The regulator passed two interim orders in the matter of Supreme Tex Mart Ltd (STML) with respect to sending of SMSes in the scrip of STML.
In its first interim order dated February 2017, the regulator barred Gautam Sanjay Khandelwal from accessing the markets for sending SMSes and trading in the scrip of STML.
In the second interim order dated November 2017, the regulator barred 10 entities for sending SMSes in the scrip of STML and for executing trades by other connected entities during July-October 2016.
However, Sebi dropped proceedings against two entities.
After the interim orders, the market watchdog initiated a detailed investigation in the matter.
In its 101-page final order, the regulator found that all the entities were connected to each other and they traded amongst themselves to create volume in the shares of STML.

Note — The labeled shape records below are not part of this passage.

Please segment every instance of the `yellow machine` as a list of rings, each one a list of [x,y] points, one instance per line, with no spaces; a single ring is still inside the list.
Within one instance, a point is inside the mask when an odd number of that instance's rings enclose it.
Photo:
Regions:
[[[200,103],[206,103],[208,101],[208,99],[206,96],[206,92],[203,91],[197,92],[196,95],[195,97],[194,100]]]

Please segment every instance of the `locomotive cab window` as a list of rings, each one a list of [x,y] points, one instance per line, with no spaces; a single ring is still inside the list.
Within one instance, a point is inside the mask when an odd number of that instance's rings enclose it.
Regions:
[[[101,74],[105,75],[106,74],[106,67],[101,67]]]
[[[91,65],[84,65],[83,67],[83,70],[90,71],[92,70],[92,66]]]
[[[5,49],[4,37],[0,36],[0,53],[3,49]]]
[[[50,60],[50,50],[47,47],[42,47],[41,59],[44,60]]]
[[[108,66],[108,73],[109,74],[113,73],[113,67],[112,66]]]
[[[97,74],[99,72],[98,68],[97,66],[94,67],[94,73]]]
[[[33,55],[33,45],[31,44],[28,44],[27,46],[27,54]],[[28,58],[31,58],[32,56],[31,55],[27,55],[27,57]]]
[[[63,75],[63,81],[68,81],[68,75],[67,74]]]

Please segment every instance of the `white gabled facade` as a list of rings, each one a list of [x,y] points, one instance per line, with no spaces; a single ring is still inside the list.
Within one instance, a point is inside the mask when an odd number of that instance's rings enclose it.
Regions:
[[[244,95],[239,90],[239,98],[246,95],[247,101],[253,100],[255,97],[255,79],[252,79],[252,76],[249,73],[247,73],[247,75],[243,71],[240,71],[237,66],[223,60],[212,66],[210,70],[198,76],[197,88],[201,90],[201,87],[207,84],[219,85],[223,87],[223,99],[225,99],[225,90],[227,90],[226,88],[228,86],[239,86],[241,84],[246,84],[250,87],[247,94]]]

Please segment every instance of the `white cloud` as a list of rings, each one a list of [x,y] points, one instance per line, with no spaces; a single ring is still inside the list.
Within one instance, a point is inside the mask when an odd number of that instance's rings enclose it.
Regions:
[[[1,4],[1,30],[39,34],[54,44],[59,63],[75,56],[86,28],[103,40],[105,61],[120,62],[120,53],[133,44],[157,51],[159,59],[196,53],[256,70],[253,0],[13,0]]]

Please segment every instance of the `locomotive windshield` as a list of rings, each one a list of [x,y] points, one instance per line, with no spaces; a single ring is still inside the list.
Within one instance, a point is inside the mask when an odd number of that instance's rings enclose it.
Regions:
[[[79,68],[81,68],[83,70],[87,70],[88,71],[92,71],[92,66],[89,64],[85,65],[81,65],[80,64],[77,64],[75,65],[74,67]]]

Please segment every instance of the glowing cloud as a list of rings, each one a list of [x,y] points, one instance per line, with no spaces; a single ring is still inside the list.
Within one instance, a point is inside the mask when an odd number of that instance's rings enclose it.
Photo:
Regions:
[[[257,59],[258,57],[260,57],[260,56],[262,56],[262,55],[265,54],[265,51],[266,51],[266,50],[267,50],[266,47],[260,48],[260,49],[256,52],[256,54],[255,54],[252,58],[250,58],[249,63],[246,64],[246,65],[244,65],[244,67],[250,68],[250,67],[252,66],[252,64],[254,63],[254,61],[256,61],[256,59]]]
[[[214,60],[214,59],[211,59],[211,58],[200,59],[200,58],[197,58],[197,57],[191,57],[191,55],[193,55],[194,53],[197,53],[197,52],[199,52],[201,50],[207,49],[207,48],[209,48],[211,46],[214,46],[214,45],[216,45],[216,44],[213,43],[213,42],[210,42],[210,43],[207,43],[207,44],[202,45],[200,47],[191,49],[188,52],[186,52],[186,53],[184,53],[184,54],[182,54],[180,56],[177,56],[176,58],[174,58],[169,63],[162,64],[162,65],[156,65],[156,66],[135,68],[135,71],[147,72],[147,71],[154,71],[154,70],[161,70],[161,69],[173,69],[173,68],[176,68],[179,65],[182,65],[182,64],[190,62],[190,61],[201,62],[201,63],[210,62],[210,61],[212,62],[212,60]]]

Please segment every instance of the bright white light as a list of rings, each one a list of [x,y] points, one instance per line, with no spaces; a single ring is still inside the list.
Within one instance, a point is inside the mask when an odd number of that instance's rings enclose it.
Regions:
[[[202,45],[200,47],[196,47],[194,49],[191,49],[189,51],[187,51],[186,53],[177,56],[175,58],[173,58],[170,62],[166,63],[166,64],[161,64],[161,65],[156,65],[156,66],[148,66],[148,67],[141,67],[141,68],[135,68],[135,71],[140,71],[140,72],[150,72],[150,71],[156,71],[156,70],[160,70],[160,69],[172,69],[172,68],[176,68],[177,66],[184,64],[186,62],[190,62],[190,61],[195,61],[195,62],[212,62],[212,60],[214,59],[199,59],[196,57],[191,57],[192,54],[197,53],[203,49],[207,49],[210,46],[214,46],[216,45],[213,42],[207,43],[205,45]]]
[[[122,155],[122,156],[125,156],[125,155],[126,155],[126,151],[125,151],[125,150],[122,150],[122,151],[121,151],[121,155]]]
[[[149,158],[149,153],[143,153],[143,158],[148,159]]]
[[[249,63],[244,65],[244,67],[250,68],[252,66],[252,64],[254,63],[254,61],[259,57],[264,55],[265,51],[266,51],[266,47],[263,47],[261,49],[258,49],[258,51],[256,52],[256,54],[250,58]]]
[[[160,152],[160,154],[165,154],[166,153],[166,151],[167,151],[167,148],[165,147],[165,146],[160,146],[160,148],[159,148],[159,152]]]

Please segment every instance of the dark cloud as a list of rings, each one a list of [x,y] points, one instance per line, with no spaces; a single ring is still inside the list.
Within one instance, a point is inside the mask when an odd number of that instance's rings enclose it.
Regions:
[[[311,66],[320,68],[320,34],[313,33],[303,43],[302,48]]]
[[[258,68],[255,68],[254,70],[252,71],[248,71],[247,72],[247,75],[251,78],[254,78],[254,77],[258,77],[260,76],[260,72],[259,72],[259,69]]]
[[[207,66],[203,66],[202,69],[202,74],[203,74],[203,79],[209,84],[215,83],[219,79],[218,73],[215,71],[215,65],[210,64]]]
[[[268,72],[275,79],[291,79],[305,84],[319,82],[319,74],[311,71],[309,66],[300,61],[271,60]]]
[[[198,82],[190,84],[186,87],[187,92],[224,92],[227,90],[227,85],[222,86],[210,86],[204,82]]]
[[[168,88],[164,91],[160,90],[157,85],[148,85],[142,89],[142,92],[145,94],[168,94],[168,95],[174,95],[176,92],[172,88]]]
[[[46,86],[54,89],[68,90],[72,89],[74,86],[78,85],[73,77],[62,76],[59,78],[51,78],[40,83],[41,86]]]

Also, promoters and directors of STML, namely Ajay Gupta and Gautam Gupta, transferred funds to other connected entities on multiple occasions for sending bulk SMSes to investors, which planted misleading information related to STML shares.
Further, Khandelwal, Radheshyam Lahoti, Goldleaf International, Ajay Gupta, Shikha Gupta, Gautam Gupta, Bhavana Gupta, Santosh Singh, Creative Vision Industries and SINDIA Investment Group Pte manipulated the price of the scrip and then offloaded shares of STML in secondary market when volumes in the shares were increased as a result of SMSes,” Sebi’s whole-time member Ananta Barua said in the order passed on Wednesday.
He also found Lahoti, Ajay, Gautam, STML and Future Fintrade guilty for sending bulk SMSes recommending ‘buy’ for STML to investors.
By offloading shares in the market, entities (except Santosh Singh who lost in the trade) have made illegal gains in violation of the securities laws and they need to disgorge the money, the order said.
All the entities were part of a fraudulent scheme to plant unsolicited and misleading advice recommending purchase of shares of STML with a view to fraudulently induce gullible investors to purchase share of the company and succeeded in offloading large number of shares in the secondary market, it said .
Meanwhile, in another order, the regulator imposed fines totalling Rs 10 lakh on two entities for entering into synchronised trade and creating a false and misleading appearance in the Nifty Options.
The order came after Sebi had conducted an investigation in the matter for the period from November 2013 to June 2014.